La Casa Bianca cerca ora di inserire un controllore pubblico nel processo, ma ha scelto una formula basata sulla collaborazione volontaria. Resta da capire che cosa accadrebbe se un modello mostrasse capacità offensive giudicate pericolose: se il produttore sarebbe chiamato a modificarlo, a rinviarne il lancio o semplicemente a prendere atto dei risultati. Non è stato chiarito neppure quanto dei risultati sarà reso pubblico.

L’esclusione degli open-weight aggiunge un’altra zona d’ombra. Modelli come Llama e Nemotron possono essere scaricati e adattati da soggetti sui quali il produttore originario esercita un controllo limitato.

 L’amministrazione ritiene che non abbiano ancora raggiunto la soglia di capacità che giustificherebbe le nuove verifiche e vuole evitare di frenare un ecosistema considerato importante per l’innovazione e la concorrenza. La scelta potrà essere rivista, ma per ora lascia fuori proprio i sistemi più difficili da sorvegliare una volta messi in circolazione.

L’Europa ha imboccato una strada diversa. Dal 2 agosto 2026 la Commissione può far rispettare gli obblighi dell’AI Act relativi ai modelli general purpose. Per quelli classificati a rischio sistemico, l’articolo 55 
impone valutazioni, prove condotte simulando attacchi e utilizzi ostili, identificazione e mitigazione dei rischi, segnalazione degli incidenti gravi e protezione informatica del modello e delle sue infrastrutture. L’AI Office può chiedere documenti, effettuare valutazioni, imporre misure correttive e applicare sanzioni.

La distanza tra Washington e Bruxelles è dunque netta: collaborazione volontaria con le aziende negli Stati Uniti, obblighi giuridici e poteri di enforcement nell’Unione europea. Ma il problema di fondo è lo stesso. I modelli migliorano più rapidamente delle procedure costruite per valutarli e ogni test abbastanza realistico da misurarne le capacità può diventare esso stesso una fonte di rischio.

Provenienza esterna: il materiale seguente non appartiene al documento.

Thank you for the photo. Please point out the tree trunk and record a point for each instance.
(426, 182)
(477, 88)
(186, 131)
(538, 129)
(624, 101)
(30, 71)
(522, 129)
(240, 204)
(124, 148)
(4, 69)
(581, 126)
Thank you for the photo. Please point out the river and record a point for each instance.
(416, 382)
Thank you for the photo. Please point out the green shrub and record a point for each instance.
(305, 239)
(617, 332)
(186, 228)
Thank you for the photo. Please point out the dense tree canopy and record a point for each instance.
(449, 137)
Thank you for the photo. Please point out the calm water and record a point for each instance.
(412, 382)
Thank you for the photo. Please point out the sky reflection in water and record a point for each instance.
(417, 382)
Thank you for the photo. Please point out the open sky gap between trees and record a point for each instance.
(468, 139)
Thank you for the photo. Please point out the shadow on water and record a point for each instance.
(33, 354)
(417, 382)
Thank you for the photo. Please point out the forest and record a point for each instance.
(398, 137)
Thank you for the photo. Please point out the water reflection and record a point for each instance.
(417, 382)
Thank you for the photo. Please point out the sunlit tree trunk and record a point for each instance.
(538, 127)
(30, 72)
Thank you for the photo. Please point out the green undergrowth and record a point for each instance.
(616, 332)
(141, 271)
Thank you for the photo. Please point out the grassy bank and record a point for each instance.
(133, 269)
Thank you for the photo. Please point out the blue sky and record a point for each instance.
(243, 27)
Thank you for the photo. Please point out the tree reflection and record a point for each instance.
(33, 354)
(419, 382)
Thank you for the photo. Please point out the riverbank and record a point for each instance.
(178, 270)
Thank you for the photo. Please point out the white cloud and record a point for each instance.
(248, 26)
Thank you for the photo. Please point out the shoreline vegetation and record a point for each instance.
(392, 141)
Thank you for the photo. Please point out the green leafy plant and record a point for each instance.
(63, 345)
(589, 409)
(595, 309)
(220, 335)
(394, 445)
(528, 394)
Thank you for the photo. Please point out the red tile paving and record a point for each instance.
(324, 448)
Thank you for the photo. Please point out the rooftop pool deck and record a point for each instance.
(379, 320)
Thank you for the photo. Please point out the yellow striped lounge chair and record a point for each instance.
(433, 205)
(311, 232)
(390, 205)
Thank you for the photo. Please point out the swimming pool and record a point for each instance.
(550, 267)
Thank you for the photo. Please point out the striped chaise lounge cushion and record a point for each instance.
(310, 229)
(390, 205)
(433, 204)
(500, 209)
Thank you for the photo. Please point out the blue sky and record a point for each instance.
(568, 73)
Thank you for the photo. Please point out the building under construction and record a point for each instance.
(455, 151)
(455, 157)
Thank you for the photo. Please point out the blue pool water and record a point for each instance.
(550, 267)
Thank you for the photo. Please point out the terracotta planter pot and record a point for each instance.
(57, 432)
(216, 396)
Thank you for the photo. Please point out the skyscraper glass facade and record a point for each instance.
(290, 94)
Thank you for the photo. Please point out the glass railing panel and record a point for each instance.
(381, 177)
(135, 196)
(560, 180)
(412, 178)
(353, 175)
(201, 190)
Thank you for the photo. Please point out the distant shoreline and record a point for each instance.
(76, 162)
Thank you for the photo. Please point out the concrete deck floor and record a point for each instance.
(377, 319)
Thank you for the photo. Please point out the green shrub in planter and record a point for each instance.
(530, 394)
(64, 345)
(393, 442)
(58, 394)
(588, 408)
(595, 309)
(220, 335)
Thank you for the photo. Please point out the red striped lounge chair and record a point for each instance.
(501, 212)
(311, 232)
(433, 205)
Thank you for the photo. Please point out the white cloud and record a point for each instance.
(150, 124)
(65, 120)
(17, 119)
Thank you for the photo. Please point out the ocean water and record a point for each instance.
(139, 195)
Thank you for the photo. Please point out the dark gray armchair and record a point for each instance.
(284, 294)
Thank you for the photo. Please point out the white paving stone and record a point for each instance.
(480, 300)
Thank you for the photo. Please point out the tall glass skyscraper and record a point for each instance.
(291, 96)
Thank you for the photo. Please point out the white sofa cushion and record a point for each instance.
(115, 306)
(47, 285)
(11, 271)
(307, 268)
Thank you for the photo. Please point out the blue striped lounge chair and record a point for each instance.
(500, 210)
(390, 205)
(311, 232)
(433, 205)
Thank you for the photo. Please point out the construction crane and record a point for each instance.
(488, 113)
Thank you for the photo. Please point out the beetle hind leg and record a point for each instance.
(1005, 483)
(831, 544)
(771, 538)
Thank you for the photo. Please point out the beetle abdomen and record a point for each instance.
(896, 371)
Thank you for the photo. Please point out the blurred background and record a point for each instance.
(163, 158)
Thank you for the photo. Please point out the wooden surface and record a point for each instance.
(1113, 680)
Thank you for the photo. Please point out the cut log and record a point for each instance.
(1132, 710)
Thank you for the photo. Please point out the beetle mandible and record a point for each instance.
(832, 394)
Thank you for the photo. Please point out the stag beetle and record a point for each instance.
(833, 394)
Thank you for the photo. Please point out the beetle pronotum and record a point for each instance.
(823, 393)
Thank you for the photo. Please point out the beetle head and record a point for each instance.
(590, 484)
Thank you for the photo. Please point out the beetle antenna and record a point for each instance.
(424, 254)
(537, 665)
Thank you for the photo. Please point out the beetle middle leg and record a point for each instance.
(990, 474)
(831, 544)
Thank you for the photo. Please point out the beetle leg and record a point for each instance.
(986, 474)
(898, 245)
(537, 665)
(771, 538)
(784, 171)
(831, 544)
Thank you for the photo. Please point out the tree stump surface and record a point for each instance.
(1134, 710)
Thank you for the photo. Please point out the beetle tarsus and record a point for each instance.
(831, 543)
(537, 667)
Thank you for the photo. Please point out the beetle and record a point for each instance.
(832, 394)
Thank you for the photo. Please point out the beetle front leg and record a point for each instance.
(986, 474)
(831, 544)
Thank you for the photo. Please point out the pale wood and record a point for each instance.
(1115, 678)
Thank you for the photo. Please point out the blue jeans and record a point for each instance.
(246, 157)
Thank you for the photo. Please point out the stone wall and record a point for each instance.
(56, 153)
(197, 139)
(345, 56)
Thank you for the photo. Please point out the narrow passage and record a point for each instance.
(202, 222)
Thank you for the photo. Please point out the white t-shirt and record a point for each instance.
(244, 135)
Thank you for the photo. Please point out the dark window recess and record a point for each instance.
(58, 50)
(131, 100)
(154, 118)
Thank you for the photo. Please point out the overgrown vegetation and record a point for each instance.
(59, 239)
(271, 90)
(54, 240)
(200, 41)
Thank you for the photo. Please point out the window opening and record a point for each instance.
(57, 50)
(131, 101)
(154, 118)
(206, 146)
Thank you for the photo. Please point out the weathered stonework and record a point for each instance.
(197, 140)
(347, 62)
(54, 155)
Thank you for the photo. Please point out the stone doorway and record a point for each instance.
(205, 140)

Altri incidenti probabilmente emergeranno con la diffusione degli agenti autonomi. Non perché le macchine abbiano sviluppato intenzioni proprie, ma perché un sistema capace di concatenare azioni, scoprire vulnerabilità ed eseguire codice diventa difficile da fermare quando gli vengono concessi troppi strumenti o quando il recinto è costruito male. Il confine decisivo non passa tra un’intelligenza artificiale «buona» e una «cattiva», ma tra ciò che un modello sa fare e quello che gli esseri umani gli permettono di raggiungere.